Wie das geht, zeigt Warren bei seinem Auftritt im Berliner Zoo Palast. "Wenn Du irgendwo in der Welt in eine Saddleback Kirche gehst, wirst Du hören, wie Gott in 100 Sprachen gepriesen wird. Wir haben uns von Anfang an dafür entschieden, nicht eine langweilige Kirche nur für eine Nation zu sein. Gott hat über 6.000 Käfer erschaffen, Gott liebt die Vielfältigkeit", sagt Warren.
Die Zuhörer in Berlin sind begeistert. Er erzählt von den Käfern, die Gott gemacht hat und warum er alle Menschen liebt. Alle? Als konservativer Baptist glaubt Warren an monogame Zweierbeziehungen und Enthaltsamkeit bis zur Ehe. In der Vergangenheit hat er sich öffentlich gegen die Homo-Ehe ausgesprochen - ein Thema, dass er geschickt umschifft.
Ein Star zum Anfassen
Warren erklärt: "Jeder verdient Würde und Respekt.
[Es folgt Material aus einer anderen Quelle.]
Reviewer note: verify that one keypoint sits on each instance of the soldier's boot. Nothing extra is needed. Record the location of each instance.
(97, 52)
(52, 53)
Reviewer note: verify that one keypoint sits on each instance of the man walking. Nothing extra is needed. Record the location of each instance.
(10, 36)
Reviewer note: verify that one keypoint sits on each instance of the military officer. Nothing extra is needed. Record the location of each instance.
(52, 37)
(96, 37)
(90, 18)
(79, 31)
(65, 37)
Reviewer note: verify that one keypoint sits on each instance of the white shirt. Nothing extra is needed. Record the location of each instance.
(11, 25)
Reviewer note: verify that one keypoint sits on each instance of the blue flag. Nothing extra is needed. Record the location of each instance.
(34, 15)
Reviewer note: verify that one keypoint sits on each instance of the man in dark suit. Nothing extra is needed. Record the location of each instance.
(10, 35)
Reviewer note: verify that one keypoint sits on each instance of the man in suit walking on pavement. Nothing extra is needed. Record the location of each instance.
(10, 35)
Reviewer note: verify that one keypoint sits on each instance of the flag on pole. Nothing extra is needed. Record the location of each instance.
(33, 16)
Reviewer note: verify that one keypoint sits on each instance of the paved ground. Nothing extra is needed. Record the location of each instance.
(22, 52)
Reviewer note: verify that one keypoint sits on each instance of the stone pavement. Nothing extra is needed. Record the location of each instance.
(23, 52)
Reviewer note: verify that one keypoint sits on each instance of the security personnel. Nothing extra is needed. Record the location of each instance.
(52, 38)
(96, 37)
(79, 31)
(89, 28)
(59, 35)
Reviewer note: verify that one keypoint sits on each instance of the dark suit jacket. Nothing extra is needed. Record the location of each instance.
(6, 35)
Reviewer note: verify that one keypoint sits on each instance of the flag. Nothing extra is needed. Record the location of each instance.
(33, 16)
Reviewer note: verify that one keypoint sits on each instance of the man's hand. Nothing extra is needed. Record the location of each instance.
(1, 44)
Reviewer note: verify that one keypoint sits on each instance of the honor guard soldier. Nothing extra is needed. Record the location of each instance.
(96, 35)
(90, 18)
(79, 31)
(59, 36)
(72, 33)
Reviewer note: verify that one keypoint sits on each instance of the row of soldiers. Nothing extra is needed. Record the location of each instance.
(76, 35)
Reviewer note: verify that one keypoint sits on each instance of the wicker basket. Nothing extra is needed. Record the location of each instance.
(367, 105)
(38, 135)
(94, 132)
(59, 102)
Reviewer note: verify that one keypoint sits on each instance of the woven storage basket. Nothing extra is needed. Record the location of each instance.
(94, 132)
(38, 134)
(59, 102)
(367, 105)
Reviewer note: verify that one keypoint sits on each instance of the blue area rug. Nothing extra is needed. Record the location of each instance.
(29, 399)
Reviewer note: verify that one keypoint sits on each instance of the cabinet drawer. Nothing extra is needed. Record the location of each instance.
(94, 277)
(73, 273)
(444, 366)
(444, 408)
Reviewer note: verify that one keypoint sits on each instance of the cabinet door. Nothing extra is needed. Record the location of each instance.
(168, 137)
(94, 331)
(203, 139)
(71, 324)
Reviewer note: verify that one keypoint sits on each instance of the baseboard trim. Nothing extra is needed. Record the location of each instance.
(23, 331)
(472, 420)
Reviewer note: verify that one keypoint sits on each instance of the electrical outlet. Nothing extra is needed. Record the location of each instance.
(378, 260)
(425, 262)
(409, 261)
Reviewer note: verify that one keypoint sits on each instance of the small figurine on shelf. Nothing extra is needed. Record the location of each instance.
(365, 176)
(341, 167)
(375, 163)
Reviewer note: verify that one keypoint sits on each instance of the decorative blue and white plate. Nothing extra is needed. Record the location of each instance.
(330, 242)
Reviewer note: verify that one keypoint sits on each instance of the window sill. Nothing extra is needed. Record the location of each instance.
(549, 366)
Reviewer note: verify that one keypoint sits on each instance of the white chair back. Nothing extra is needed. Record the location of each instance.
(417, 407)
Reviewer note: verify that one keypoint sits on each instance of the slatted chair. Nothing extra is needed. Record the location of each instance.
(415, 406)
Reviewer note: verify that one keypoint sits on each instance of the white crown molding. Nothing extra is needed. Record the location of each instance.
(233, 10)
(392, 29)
Als ein Anhänger von Jesus Christus muss ich meine Feinde lieben. Sie müssen mich nicht lieben, aber ich darf niemanden hassen. Das heißt nicht, dass ich mit jedem übereinstimmen muss und die Leute müssen nicht einverstanden sein mit dem, was ich glaube. Aber jeder ist willkommen, egal wie er lebt und welches Geschlecht er hat. Jeder ist willkommen."
Der Chef kommt höchstpersönlich: Rick Warren mit Anhängern im Zoopalast Berlin.© Deutschlandradio / Nana Brink
Nach dem Gottesdienst reihen sich die Besucher brav in eine Schlange ein für ein Selfie mit Warren, ein Star zum Anfassen. Er umarmt nochmals jeden, lächelt und hört geduldig zu.
"Eine wirklich gute Botschaft, im Herzen gelandet. Dass die Grundwerte von Saddleback so schön noch mal dargestellt werden. Mich sprechen die an, deshalb bin ich bei Saddleback", sagt ein Anhänger. Der Einsatz des Saddleback-Gründers Warren in Berlin hat sich gelohnt. Der Zoo Palast ist ausverkauft. Am Ende des Gottesdienst tragen sich 50 neue Mitglieder ein.